Philpax: mending photos, not hearts

Pretty small update to cover these last 12 days. I've been busy with OWL Control, the project that I maintain for Wayfarer Labs, but the main thing I completed was to finally set up my own personal photo library.

prismata

Prismata is an old prototype that I built at Ambient; I recently received permission to make it public. It's a voxel world sculptor, built in Rust and Bevy, and attached to ComfyUI for prism projections. These projections take a screenshot of the scene, paint over it with an AI image model (SDXL Turbo, for most of my testing), and then project the resulting paintover back into the world as voxels. It was very interesting to build out, but ultimately didn't go anywhere, due to two significant issues with the projections.

Firstly, lighting was baked into the voxels (e.g. the AI render would generate images with lighting already applied, and these would then carry over to the generated voxels). At the time, there were no good AI models for taking a rendered image and splitting it into its constituent components for re-rendering (diffuse, albedo, etc). These models now exist, but I'd have to figure out how to integrate them.

Secondly, and more critically, I was unable to automatically estimate depth for the rendered images. The overarching goal was to be able to rapidly craft a scene by repeatedly reprojecting new AI generations into it; something like Viewfinder, but instead of extruding existing imagery, you would be able to extrude entirely dreamt-up imagery on the fly.

Unfortunately, I just couldn't get this working; the depth estimation models weren't good / consistent enough between renders, and I couldn't get the maths right for unprojection (with both relative and metric depth). I'm certain that this can be done, but I had to call it at some point and move onto other things.

For the problem of correlating different estimations, I came across a paper which documented a method for aligning depth-estimated segments of a panorama, which I think should work here; similar amounts of overlap need to be present, and human intervention should be possible if necessary. The primary point of contention that I can see is that that panoramas gracefully wrap around and connect, while a piecemeal generation may not; this would definitely require experimentation.

After failing to get automated scene extrusion working, there was a brief reinforcement learning arc, with the goal being to train a physics-based agent to achieve an outcome in the world. The hope was that the user would be able to evolve both the agent and the world towards new and exciting outcomes (e.g. as either a playful activity or as a research environment).

To the surprise of nobody who's tried doing it before, however, reinforcement learning is hard, and I could never get it to converge, even with a relatively simple problem that even a PID controller could solve ("make this plate hover above the ground with perfect sensors and repulsors"). I'm still not sure if it was a problem with my reward function, my choice of RL function, my integration of RL with the Bevy world, or something else entirely.

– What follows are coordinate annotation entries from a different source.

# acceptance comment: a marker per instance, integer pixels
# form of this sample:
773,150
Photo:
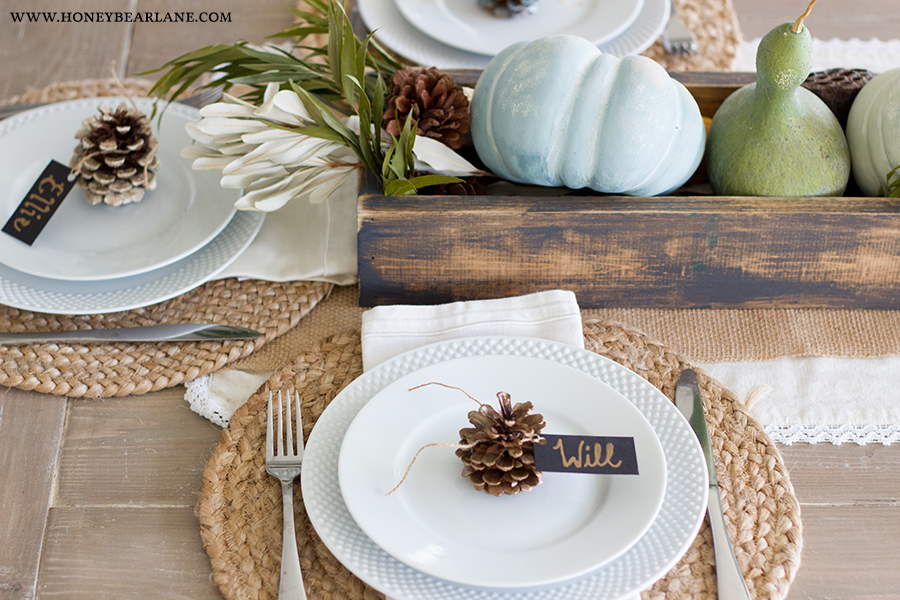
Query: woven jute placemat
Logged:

In any case, I don't think I'll pick it up any time soon, but I wanted to preserve it and make sure it wasn't completely lost to time. It runs on the web, so I would like to update it to the latest Bevy and push it up (perhaps to this very website!) at some point.

blackbird

I spent the better part of a day investigating why blackbird couldn't deal with switching the default audio device (e.g. plugging in/unplugging headphones); the audio would continue to play back on the original device, or if that device was unplugged, the audio thread would simply crash and I'd have to restart blackbird.

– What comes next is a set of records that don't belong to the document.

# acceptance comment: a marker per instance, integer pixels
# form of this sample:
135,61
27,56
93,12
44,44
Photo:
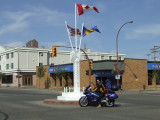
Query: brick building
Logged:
134,74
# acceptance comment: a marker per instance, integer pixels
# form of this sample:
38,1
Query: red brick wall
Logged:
135,75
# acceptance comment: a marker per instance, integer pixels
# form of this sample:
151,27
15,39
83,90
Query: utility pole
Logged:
154,50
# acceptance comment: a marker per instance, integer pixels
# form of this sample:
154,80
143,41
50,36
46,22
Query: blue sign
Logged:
65,68
153,66
103,73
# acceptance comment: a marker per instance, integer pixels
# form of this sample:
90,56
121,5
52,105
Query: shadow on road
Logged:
5,115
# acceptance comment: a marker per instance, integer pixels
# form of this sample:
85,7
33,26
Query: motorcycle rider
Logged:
101,89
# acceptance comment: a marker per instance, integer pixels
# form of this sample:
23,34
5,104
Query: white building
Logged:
19,64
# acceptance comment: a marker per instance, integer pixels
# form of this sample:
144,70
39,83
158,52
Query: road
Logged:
27,104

I discovered that cpal, the library used by rodio (which I use for audio playback), selects the default device once, and doesn't update it afterwards. I tried at first to automatically update the default device when it changes, through Windows's notification mechanism for such things, but then discovered that this would require a significant refactoring of cpal's stream implementation to support having its device changed from underneath it.

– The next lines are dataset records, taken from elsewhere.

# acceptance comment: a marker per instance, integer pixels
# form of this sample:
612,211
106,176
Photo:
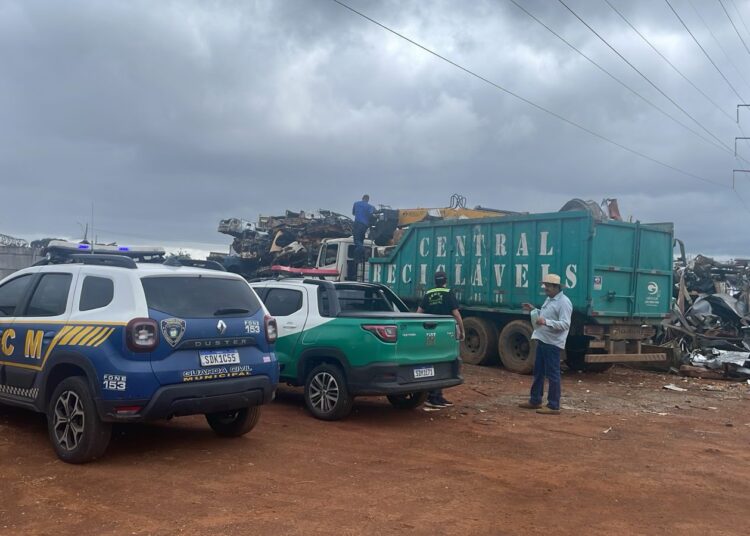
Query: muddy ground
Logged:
625,457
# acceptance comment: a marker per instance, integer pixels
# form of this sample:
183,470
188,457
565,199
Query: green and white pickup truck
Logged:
345,339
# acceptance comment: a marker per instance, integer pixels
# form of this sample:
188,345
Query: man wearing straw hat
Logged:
552,323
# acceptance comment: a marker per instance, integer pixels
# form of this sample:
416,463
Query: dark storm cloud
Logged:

Instead, I decided to resurrect an old PR that used a Windows 8-upwards API to activate the stream with a virtual output that would automatically reroute when the default device is changed. I did that here, and it works; I can now switch between devices to my heart's content! I'm unsure if it will be merged: cpal seems somewhat unmaintained, and the caveats mentioned in the PR might make it unappealing to the maintainers. Still, it solves my immediate problem, and that's all I care about.

Aside from that, I added album starring in addition to track starring. I still haven't implemented the shuffle methods I mentioned last time, but I suspect that an AI agent would make quick work of that; the only reason I haven't done it yet is because I need to figure out what icons I'll use for those modes. I'm kind of tempted to collapse these modes and have them be submenus under Repeat and Shuffle.

I'm also not really sold on the way likes/stars are shown; the red heart is quite garish, and the transition between the states (the 4 permutations of {starred, hovered}) is not always obvious. Nonetheless, I've replicated the hearts on the music page.

Finally, I introduced localiser-based case-insensitive alphanumeric sorting for the library, so that artists and albums are sorted more in line with how a human (e.g. me) would expect them to be. This was most useful for Various Artists, as I've special-cased that to ignore the date (given that none of these albums are by the same Various Artists). The main payoff is that Science Fiction Jazz, Volume 3 is sorted before Science Fiction Jazz, Volume 10, but you can see the full diff here.

photo library

Finally, I spent some time setting up an Immich-based photo library. This was long overdue; I have fifteen years of photos, arranged somewhat haphazardly amongst subfolders in a 1TB Photos folder, that desperately required a solution for viewing in a unified chronological timeline. I've documented the process of doing this in a note, which I'll update over time as I improve things. Unfortunately, this also implies that I should probably write a similar note to document how my music library functions; I'll do that... at some point.

In any case, this involved simultaneously more and less work than I was expecting. Setting up Immich was surprisingly straightforward, especially with NixOS; the pain came in realising that my photo library - especially the older half - had missing metadata, and that I had to rectify that to get the unified timeline of my dreams. This required a combination of automatic and manual intervention, which I've described in that note.